Gemeine Sprüche helfen nicht
Da scheinen auch Bohlens fiese Sprüche nicht mehr zu helfen Dabei hat sich das Casting-Show-Urgestein bei der ersten Show im neuen Jahr mächtig ins Zeug gelegt, um seinen Ruf als Skandal-Juror gerecht zu werden. Da kamen Ansagen wie "Wenn du jetzt 3000 Prozent besser singst, könntest du eventuell Scheiße erreichen“ oder "Du kneifst die Augen zusammen wie ich beim Kacken“, daher. Aber auch mit "Ich kann nicht mal sagen, dass das scheiße war, das war schlechter. Wenn du mir ‘nen Affen mitgibst für ein halbes Jahr, dann singt der besser“ und "Du hast keinen Starappeal, du hast nix! Am liebsten würd‘ ich dir ‘nen Euro geben, das ist alles Mitleid“, verbreitete er bei den Kandidaten Angst und Schrecken.

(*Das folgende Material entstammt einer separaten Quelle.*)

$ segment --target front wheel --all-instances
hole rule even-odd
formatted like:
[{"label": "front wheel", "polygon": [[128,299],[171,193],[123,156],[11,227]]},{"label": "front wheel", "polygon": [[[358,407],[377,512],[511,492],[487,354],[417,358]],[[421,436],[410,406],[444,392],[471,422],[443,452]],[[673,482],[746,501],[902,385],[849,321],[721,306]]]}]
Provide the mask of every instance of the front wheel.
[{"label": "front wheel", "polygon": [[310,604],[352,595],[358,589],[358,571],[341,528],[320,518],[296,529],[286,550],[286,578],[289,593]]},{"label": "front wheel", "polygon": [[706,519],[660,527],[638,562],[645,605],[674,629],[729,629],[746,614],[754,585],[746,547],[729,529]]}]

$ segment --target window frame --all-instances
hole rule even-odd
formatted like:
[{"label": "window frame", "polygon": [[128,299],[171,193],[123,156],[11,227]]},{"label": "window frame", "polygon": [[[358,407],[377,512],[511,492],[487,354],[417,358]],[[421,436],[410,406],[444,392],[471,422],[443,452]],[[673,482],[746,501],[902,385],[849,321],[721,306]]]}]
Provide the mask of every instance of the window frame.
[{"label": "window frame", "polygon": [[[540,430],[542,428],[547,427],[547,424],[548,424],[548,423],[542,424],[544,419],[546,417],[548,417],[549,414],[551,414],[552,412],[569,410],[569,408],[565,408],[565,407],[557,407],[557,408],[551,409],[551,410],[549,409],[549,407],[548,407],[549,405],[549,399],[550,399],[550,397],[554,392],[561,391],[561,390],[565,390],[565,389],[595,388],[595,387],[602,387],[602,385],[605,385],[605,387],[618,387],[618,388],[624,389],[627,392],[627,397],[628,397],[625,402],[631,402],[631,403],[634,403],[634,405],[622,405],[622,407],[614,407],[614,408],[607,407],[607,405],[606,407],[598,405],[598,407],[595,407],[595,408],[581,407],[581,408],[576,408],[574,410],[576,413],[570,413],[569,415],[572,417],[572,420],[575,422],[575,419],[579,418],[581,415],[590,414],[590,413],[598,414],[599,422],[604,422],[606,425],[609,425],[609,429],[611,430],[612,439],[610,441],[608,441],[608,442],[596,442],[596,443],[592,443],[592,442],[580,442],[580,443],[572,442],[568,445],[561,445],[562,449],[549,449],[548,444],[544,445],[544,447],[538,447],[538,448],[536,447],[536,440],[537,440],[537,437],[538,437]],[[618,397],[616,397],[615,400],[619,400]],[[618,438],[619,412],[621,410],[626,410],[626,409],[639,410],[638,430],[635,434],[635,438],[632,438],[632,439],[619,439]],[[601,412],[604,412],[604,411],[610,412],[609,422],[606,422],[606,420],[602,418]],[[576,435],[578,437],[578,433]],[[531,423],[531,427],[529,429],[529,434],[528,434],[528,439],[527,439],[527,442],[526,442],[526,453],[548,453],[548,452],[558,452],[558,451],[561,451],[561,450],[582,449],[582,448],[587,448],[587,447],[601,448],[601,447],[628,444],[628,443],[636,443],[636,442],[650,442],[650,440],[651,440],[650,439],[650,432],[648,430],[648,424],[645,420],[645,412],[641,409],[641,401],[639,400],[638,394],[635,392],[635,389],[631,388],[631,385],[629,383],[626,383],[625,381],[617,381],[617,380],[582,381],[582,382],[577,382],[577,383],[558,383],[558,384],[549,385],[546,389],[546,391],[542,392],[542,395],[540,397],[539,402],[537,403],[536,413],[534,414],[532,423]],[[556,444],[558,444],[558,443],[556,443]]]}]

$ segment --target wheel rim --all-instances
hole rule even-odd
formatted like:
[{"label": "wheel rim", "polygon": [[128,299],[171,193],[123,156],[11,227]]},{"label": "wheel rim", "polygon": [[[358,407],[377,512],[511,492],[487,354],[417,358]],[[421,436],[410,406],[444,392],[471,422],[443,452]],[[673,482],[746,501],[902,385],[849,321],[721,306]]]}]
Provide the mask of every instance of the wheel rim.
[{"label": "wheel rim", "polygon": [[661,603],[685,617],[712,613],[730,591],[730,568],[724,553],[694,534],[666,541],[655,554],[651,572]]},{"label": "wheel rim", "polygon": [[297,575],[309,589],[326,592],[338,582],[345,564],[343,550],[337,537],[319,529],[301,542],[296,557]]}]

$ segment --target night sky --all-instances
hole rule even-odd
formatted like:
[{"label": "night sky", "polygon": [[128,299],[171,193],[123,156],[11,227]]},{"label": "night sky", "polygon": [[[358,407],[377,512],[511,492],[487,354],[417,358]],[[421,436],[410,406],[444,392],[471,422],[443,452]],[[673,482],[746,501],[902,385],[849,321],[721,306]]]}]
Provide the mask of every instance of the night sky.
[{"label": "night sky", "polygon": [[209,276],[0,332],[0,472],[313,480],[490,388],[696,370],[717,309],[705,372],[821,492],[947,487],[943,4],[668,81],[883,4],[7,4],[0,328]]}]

Ein bisschen fieser geht immer
Auch nicht von schlechten Eltern war dieser Spruch: "Hat so was von ‘ner Flex. Die musikalische Flex. Das vermittelt ja kein Gefühl, sondern Fluchtgefühle bei mir." Aber auch die Freunde von den Kandidaten ließ er dieses Mal nicht verschont. So regte er etwa einen gescheiterten Superstar mit den Worten "Das war ganz schön scheiße. Deine Freunde sagen ja, dass sie möchten, dass du das gewinnst. An deiner Stelle würde ich mir deine Freunde noch mal genau angucken” zum Nachdenken an. Noch ist ja nicht aller Tage Abend bei Bohlens Jubiläums "Superstarsuche". Aber es scheint fast so, als wäre die Luft aus dem ansonsten so erfolgreichen Casting-Format draußen.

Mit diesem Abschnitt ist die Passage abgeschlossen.